茶蜂 danger: high entropy

Migrating From Blogger

code hugo

Yesterday, I suddenly remembered that I had written several posts on Blogger and forgotten all about them. I decided to migrate the content over to Hugo and take advantage of Google’s Takeout program.

I wasn’t really sure what I would get when exporting a blog, but I was not thrilled when I downloaded my content. Instead of a directory of HTML files, I received a single ATOM feed of all of my posts. After considering a couple of different ways I could slice up the data, I decided on a simple bash script and a tool called XMLStarlet (available in homebrew on MacOS).

Here is the script I used to convert the entries:

#!/bin/bash

# Load the entire feed into a variable
DATA=$(cat feed.atom)
# Figure out how many entries we have
COUNT=$(xml sel -t -v 'count(feed/entry)' feed.atom)
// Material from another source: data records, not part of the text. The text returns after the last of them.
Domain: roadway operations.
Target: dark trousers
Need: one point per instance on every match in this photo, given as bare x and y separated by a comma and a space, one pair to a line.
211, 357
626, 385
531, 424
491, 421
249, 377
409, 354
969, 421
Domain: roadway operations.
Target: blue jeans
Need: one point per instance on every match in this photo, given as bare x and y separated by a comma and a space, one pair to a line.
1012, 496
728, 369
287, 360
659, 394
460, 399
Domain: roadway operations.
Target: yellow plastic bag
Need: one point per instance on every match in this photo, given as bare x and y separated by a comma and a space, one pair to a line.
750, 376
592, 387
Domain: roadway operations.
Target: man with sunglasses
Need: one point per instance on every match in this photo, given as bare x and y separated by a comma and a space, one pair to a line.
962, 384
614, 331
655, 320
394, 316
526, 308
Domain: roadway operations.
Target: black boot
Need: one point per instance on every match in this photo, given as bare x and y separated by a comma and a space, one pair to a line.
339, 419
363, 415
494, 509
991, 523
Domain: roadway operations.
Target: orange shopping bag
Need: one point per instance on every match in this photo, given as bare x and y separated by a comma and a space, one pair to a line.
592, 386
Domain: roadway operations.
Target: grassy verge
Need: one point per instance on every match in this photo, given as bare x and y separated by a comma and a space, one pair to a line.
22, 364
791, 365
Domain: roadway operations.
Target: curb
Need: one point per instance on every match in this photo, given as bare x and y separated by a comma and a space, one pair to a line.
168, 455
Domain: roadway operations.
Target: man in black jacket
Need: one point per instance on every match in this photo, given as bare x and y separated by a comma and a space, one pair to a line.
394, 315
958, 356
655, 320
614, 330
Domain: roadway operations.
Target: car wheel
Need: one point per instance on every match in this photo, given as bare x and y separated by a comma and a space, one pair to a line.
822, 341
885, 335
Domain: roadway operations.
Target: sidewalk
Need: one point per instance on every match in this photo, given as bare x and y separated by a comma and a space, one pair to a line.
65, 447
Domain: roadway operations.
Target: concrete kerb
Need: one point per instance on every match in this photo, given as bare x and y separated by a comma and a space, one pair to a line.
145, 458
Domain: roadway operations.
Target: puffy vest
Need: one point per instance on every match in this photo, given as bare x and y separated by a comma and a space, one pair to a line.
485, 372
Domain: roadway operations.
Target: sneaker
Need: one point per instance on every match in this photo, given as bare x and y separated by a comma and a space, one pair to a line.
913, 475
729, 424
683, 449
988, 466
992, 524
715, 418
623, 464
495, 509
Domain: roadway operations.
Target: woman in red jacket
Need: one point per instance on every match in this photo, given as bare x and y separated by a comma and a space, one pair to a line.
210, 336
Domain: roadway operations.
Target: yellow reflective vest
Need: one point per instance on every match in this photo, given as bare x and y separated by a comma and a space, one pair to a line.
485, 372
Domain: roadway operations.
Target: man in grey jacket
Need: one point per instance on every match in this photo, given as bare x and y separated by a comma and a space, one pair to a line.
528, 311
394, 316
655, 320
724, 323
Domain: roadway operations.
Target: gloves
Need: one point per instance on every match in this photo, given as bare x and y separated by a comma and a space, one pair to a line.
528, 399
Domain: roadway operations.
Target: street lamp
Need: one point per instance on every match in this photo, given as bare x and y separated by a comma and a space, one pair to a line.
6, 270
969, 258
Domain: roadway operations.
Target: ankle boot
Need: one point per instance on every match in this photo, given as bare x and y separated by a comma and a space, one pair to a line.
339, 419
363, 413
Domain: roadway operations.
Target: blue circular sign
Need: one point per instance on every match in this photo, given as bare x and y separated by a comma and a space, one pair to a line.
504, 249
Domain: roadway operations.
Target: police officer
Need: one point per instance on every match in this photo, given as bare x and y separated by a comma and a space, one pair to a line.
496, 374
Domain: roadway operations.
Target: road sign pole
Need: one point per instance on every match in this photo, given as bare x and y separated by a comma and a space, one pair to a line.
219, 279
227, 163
# Loop through all of the entires one by one, creating a file for each
# entry
for i in `seq 1 $COUNT`; do
    # Parse the file name. Blogger uses a format like 
    # /2013/03/my-super-post.html, but I only care about the filename,
    # not the rest of the path. I also want my file to end in .md.
    # The sed replacement at the end turns /2013/03/my-super-post.html
    # into my-super-post.md
    FILENAME=$(echo $DATA | xml sel -t -m "feed/entry[$i]" -v "blogger:filename" | sed "s|.*/||; s/\.html$/.md/")
    # Blogger also puts comments into the feed as entries (?!).
    # Let's just skip those.
    if [[ -z "$FILENAME" ]]; then continue; fi
    # This grabs an entry and builds the front-matter. Note that
    # certain things in the title will cause the yaml to fail to
    # parse, so we must wrap it in quotes. Hopefully you didn't have
    # quotes in your title (but it's not a big deal to fix if you do).
    # This also saves the front matter in a file in the current
    # directory.
    echo $DATA | xml sel -t -m "feed/entry[$i]" -o "---" -n -o 'title: "' -v title -o '"' -n -o "date: " -v published -n -o "draft: false" -n -o '---' -n -n > $FILENAME
    # Now we must take the content and un-html escape it. Fortunately,
    # xmlstarlet has an easy way to do that.
    echo $DATA | xml sel -t -m "feed/entry[$i]" -v content | xml unesc >> $FILENAME
    # tada!
done

Now there is just some light dusting to be done in the content (depending on how much markup was in each blog post). Also, don’t forget that images will be hotlinked to Blogger, and those will probably not work if the blog is ever deleted. I went through and made sure that I had downloaded any images I used in my posts.